Google launches Voice Access app, promises Android users hands-free control
After two years of testing, Google has finally launched Voice Access, an Android app that offers hands-free support. Starting today, Voice Access is available globally with support for English commands, but additional language support will be available in the future.

With Voice Access, Android users will be able to navigate through apps, compose and edit text without using their hands, as well as talk to the Google Assistant. The app is supposed to offer “more fine-grained controls than other voice commands you might use on your phone,” which makes it kind of unique.

The most important feature of the app is the option to tap buttons and controls within apps, or scroll and navigate app screens by simply using your voice.

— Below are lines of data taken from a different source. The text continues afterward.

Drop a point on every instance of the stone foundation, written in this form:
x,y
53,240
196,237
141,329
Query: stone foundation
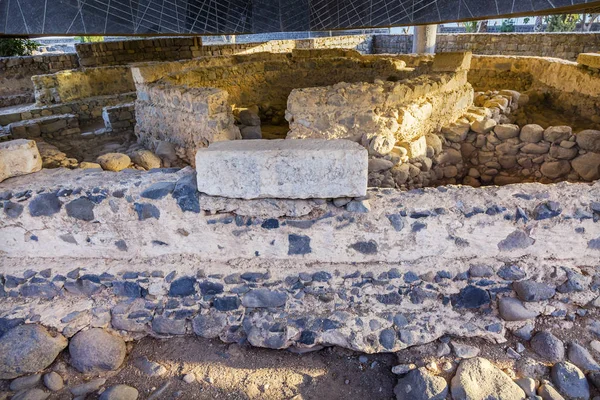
x,y
419,265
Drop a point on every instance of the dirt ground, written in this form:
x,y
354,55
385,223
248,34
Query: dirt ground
x,y
231,371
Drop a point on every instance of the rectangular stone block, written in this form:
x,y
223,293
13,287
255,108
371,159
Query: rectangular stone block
x,y
591,60
284,168
19,157
452,61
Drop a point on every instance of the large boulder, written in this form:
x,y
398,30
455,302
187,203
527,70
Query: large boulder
x,y
419,384
477,378
28,349
114,161
146,159
19,157
96,350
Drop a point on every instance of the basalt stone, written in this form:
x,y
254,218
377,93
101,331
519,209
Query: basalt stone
x,y
570,381
209,325
298,244
253,276
511,273
127,289
81,208
186,194
271,223
369,247
321,276
264,298
82,287
12,210
168,326
471,297
26,349
146,210
546,210
208,288
45,291
548,346
226,303
387,338
512,309
397,221
529,290
44,204
158,190
96,350
182,287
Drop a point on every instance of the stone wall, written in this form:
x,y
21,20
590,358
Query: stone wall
x,y
71,85
403,111
16,73
260,80
565,85
189,118
136,252
130,51
182,48
87,110
560,45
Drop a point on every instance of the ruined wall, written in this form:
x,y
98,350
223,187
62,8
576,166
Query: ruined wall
x,y
264,80
566,85
71,85
135,252
189,118
182,48
560,45
16,73
130,51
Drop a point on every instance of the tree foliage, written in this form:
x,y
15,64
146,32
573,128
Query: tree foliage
x,y
561,22
10,47
508,25
89,39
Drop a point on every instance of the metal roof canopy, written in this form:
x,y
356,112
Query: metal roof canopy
x,y
220,17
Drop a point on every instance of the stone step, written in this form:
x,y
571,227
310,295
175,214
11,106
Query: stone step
x,y
290,169
52,126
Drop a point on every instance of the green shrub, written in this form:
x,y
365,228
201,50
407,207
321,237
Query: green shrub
x,y
17,47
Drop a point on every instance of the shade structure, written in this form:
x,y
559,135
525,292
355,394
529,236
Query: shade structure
x,y
173,17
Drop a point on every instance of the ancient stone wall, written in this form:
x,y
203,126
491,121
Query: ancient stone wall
x,y
182,48
263,80
560,45
71,85
566,85
16,73
405,111
130,51
139,254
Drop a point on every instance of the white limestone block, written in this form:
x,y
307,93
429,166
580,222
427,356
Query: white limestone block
x,y
19,157
284,168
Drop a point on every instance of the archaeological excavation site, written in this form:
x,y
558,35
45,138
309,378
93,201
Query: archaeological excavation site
x,y
244,200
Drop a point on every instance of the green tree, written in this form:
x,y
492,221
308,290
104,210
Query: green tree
x,y
561,22
470,26
508,25
17,47
89,39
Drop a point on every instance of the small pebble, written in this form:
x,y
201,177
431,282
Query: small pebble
x,y
189,378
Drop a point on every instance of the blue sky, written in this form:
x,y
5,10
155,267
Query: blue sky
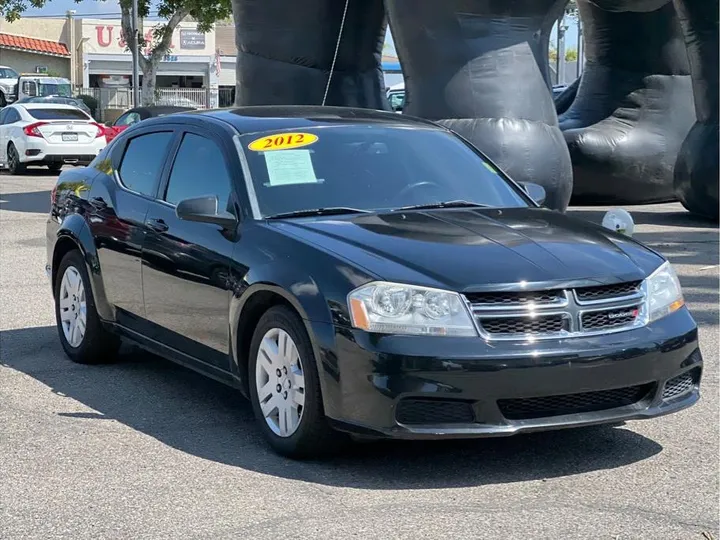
x,y
86,8
111,9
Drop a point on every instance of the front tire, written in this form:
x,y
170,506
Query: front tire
x,y
81,332
14,165
285,388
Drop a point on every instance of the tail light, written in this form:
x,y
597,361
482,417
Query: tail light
x,y
33,131
101,130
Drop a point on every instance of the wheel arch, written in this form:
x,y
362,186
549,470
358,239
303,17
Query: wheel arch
x,y
253,303
75,234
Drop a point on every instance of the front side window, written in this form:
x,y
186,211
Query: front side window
x,y
199,170
127,119
52,89
143,161
7,73
370,167
12,117
29,88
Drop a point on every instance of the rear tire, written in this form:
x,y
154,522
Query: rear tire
x,y
14,165
305,432
81,332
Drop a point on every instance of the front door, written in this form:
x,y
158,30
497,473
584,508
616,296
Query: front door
x,y
186,264
120,197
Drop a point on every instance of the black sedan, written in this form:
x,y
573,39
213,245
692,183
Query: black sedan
x,y
355,271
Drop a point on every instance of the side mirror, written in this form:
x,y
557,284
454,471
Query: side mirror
x,y
535,191
205,210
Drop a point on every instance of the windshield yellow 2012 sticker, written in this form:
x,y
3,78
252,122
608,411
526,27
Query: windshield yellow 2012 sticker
x,y
282,141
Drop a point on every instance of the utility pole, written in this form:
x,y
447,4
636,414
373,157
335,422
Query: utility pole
x,y
562,28
136,56
581,50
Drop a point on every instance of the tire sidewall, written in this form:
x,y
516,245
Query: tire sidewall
x,y
74,259
284,319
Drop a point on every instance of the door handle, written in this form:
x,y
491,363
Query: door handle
x,y
98,203
158,225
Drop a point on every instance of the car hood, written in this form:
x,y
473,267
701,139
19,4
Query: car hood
x,y
480,249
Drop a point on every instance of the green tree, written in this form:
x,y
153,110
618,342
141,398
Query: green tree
x,y
155,44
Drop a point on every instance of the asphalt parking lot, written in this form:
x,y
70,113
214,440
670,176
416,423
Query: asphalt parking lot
x,y
145,449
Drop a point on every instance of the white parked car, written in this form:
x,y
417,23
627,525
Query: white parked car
x,y
48,134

That makes Voice Access extremely useful to individuals with Parkinson's disease, multiple sclerosis, arthritis, spinal cord injury, as well as people who don't have a disability but have their hands full for whatever reason.

In order to use Voice Access to compose and edit a text message hands-free, you'll have to say “Ok Google,” while opening another app can be done with the “open” command. The app even allows users to replace parts of a text message using their voices by using commands like “delete the line” or “replace tomorrow with Saturday.”

Google's Voice Access allows Android users to take advantage of many other commands, which are available on the app's support page, so make sure to check that out.